Depuis le mois de septembre, les soignants du secteur médico-social se sont battus pour obtenir la prime Ségur de 183 euros nets par mois. L'attribution de cette prime leur a été confirmée le 18 janvier 2022  avec une rétroactivité au 1er novembre 2021. Mais "le mal était déjà fait" déplore le directeur général. "Beaucoup de soignants ont quitté le secteur médico-social. Résultat : les équipes sont à bout de souffle. Les familles âgées ont dû reprendre leurs enfants polyhandicapés plus souvent le week-end. Il va falloir recruter à nouveau et c'est très difficile."

Pour les éducateurs, c'est la même chose. Il ne faut pas attendre qu'ils partent pour revaloriser leurs salaires. C'est maintenant qu'il faut agir.

Laurent Stawski, directeur général de l'Adapei 41

"Ce sont les oubliés du Ségur", déplore Sylvie Berthuit, secrétaire départementale de la CGT Santé-Action Sociale du Loiret. Certains salariés en arrivent effectivement au point de rupture. "Beaucoup me disent : 'on va partir travailler à l'usine, on sera toujours mal payés et on travaillera toujours à la chaîne mais au moins ce sera clair'. Dans le social, dans l'humain, on ne peut pas travailler à la chaîne, au rendement."
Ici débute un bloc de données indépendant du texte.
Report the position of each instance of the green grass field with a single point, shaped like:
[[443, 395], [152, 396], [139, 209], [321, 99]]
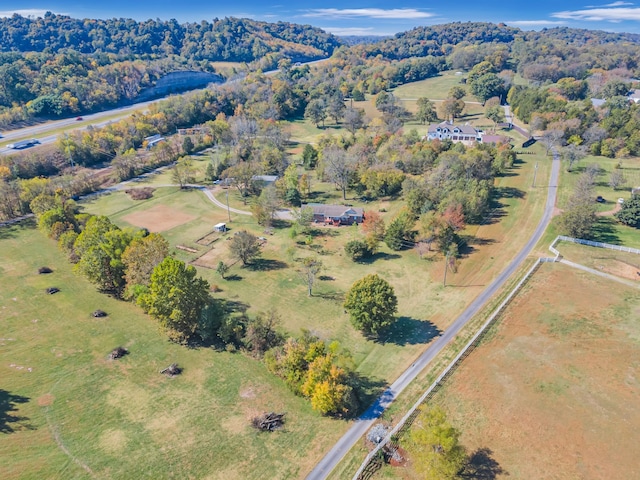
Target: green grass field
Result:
[[435, 88], [67, 410], [197, 425], [607, 230]]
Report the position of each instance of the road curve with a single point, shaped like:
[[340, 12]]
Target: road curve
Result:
[[366, 420]]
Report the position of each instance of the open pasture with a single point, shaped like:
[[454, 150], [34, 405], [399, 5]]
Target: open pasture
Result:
[[553, 389], [67, 411]]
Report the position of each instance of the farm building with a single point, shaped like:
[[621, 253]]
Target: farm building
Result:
[[465, 134], [336, 214]]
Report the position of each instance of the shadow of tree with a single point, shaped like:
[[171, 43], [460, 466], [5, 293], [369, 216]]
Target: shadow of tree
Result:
[[409, 331], [508, 192], [8, 405], [482, 466], [379, 256], [367, 390], [234, 306], [264, 264], [604, 231]]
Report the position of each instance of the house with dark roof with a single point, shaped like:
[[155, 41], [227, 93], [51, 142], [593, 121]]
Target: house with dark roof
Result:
[[456, 133], [336, 214]]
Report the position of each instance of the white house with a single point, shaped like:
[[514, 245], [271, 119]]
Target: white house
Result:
[[456, 133]]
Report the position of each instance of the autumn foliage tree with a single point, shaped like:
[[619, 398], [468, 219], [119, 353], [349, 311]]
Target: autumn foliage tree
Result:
[[176, 298], [372, 304], [434, 446], [140, 258]]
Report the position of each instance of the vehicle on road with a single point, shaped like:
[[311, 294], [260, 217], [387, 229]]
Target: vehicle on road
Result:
[[23, 144]]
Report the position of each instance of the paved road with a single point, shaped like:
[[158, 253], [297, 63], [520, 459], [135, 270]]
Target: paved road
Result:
[[362, 424], [93, 120]]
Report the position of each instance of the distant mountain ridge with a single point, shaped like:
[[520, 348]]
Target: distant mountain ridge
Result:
[[229, 39]]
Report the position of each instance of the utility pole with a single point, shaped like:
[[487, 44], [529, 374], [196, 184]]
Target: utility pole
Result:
[[446, 267], [66, 141]]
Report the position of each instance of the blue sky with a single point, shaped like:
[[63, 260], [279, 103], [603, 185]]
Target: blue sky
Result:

Ces départs, en s'accumulant, peuvent avoir de graves conséquences. Dans le Loiret, l'Adapei 45 a 40 postes vacants selon la CGT. En bout de chaîne, cela débouche sur "des équipes débordées, de la maltraitance institutionnelle", voire des violences. "Ça fait comme dans la Santé, les personnels ne sont pas entendus, servent de larbins et finissent par claquer la porte", regrette Sylvie Berthuit. "S'il y avait des conditions de travail digne de ce nom et une paie correcte, du monde il y en aurait !" C'est la raison pour laquelle les manifestants demandent, outre la revalorisation du point d'indice, une augmentation générale des salaires, la fin des contrats précaires et une amélioration des conditions de travail et de formation.

Fin 2021, le Premier ministre Jean Castex avait réaffirmé son "attachement à ce que les prochaines échéances permettent d’apporter des améliorations concrètes", promettant en novembre une Conférence des métiers et de l’accompagnement social et médico-social pour le premier trimestre 2022. D'abord annoncée pour le 15 janvier, elle devrait finalement se tenir le 18 février.